Standard e intermediari
«Se non fosse per la vigilanza della Consob, l’Italia sarebbe il paese ideale per l’offerta abusiva di trading on line. Per due fattori: l’elevata propensione al risparmio delle famiglie e la scarsa cultura finanziaria», spiega Gianluigi Gugliotta, segretario generale di Assosim (l’associazione intermediari dei mercati finanziari). «Molti broker sprovvisti delle necessarie autorizzazioni cercano di approfittare di questa situazione per operare attraverso modalità che peraltro non rispettano gli standard richiesti dalle normative europee per valutare se i clienti hanno adeguate conoscenze ed esperienze per fare investimenti in prodotti complessi».

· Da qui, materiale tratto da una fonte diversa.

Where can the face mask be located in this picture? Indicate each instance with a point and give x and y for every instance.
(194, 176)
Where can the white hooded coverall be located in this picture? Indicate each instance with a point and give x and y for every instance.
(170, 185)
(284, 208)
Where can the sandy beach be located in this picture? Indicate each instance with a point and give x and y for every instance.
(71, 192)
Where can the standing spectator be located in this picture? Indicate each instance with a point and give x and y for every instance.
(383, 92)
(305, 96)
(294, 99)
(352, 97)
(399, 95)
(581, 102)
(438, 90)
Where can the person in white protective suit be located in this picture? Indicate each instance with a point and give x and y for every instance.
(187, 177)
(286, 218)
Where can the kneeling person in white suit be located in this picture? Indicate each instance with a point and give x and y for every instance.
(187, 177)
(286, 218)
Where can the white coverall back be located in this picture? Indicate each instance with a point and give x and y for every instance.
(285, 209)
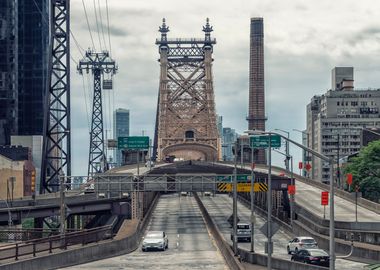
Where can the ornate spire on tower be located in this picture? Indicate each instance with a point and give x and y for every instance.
(207, 29)
(163, 29)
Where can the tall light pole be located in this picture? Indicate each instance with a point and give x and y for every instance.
(253, 219)
(234, 214)
(286, 148)
(307, 153)
(292, 183)
(331, 162)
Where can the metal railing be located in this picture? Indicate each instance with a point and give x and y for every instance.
(49, 244)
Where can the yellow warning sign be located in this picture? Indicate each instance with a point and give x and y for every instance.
(260, 187)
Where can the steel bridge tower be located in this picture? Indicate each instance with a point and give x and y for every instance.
(99, 63)
(186, 120)
(56, 138)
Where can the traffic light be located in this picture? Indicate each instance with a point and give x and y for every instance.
(33, 181)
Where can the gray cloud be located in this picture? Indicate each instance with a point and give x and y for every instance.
(303, 42)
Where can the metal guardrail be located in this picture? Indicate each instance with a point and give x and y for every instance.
(49, 244)
(28, 234)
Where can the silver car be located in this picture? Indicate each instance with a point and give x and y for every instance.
(155, 240)
(301, 242)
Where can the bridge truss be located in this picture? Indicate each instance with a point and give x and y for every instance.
(186, 119)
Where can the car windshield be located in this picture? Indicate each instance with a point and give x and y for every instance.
(318, 253)
(245, 227)
(308, 241)
(154, 235)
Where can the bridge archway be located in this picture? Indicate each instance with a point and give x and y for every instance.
(191, 151)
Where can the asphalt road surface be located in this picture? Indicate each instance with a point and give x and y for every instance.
(190, 245)
(220, 209)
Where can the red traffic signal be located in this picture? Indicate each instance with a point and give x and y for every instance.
(324, 198)
(308, 166)
(292, 189)
(349, 178)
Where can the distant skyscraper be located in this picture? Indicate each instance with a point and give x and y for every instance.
(219, 125)
(120, 129)
(256, 107)
(229, 138)
(336, 119)
(8, 70)
(33, 35)
(24, 33)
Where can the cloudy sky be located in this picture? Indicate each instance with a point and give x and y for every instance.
(304, 40)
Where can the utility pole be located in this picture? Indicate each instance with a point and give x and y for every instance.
(62, 218)
(99, 63)
(253, 218)
(235, 204)
(269, 203)
(337, 162)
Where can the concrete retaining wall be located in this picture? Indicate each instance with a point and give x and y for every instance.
(87, 253)
(224, 248)
(279, 264)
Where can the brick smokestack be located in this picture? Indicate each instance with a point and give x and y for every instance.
(256, 107)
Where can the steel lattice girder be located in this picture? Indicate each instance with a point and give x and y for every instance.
(98, 63)
(56, 142)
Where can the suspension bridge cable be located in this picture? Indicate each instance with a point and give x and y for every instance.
(97, 25)
(108, 28)
(101, 24)
(85, 101)
(88, 25)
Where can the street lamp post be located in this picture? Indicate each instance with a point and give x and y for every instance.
(325, 158)
(286, 148)
(252, 204)
(289, 157)
(235, 204)
(308, 153)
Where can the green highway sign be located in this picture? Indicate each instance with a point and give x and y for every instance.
(230, 178)
(262, 141)
(243, 177)
(133, 142)
(224, 178)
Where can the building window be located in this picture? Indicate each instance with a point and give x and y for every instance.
(189, 135)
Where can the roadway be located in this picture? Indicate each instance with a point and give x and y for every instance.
(190, 245)
(220, 209)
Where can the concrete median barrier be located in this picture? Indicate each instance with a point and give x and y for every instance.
(232, 261)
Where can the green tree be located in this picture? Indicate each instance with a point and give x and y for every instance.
(365, 169)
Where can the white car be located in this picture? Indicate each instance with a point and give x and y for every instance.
(155, 240)
(301, 242)
(149, 164)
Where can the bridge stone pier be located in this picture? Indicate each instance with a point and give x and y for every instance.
(186, 119)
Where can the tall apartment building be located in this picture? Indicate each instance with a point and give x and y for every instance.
(33, 35)
(24, 33)
(335, 120)
(256, 106)
(8, 70)
(120, 129)
(229, 138)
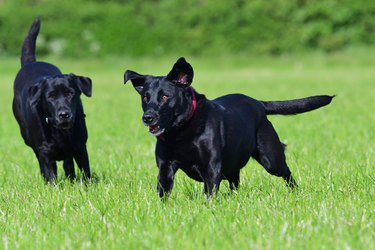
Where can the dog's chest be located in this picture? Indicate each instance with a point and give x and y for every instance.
(191, 160)
(58, 147)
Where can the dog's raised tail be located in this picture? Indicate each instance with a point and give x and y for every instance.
(296, 106)
(28, 47)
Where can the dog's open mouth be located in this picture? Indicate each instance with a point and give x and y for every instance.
(155, 130)
(65, 125)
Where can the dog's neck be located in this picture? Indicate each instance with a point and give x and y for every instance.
(193, 104)
(191, 112)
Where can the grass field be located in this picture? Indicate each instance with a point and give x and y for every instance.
(330, 151)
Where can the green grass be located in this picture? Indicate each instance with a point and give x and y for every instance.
(330, 152)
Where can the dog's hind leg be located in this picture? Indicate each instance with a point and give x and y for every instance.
(234, 180)
(269, 153)
(69, 168)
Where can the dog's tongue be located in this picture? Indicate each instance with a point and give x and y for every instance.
(153, 128)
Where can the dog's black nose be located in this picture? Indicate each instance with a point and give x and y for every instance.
(63, 115)
(147, 118)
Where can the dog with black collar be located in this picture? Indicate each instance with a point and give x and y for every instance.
(49, 111)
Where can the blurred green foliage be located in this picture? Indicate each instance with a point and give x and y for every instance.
(138, 27)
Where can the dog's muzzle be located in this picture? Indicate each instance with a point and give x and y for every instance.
(150, 119)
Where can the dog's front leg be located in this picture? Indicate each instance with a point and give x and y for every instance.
(82, 159)
(213, 177)
(48, 168)
(167, 171)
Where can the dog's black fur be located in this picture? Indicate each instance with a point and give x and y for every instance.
(49, 111)
(217, 140)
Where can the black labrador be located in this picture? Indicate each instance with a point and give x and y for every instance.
(48, 109)
(211, 140)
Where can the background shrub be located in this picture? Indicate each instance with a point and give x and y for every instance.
(102, 27)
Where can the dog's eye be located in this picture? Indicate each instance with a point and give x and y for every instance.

Un consiglio? Sul sito della Consob si trovano informazioni utili su intermediari e piattaforme di investimento, nonché su offerte abusive dall’Italia e dall’estero. Gugliotta suggerisce: «Se, per esempio, si comincia a operare su una piattaforma on line, conviene sempre verificare a quale operatore appartiene e se questo è compreso negli albi degli operatori autorizzati e vigilati da un’autorità di un paese dell’Unione Europea. Nelle scelte di investimento di medio lungo periodo è poi consigliabile farsi sempre seguire da un consulente e, in ogni caso, approfittare dei servizi di educazione finanziaria messi a disposizione dagli intermediari e dai gestori autorizzati». Morale: il trading non è un gioco e non è per tutti.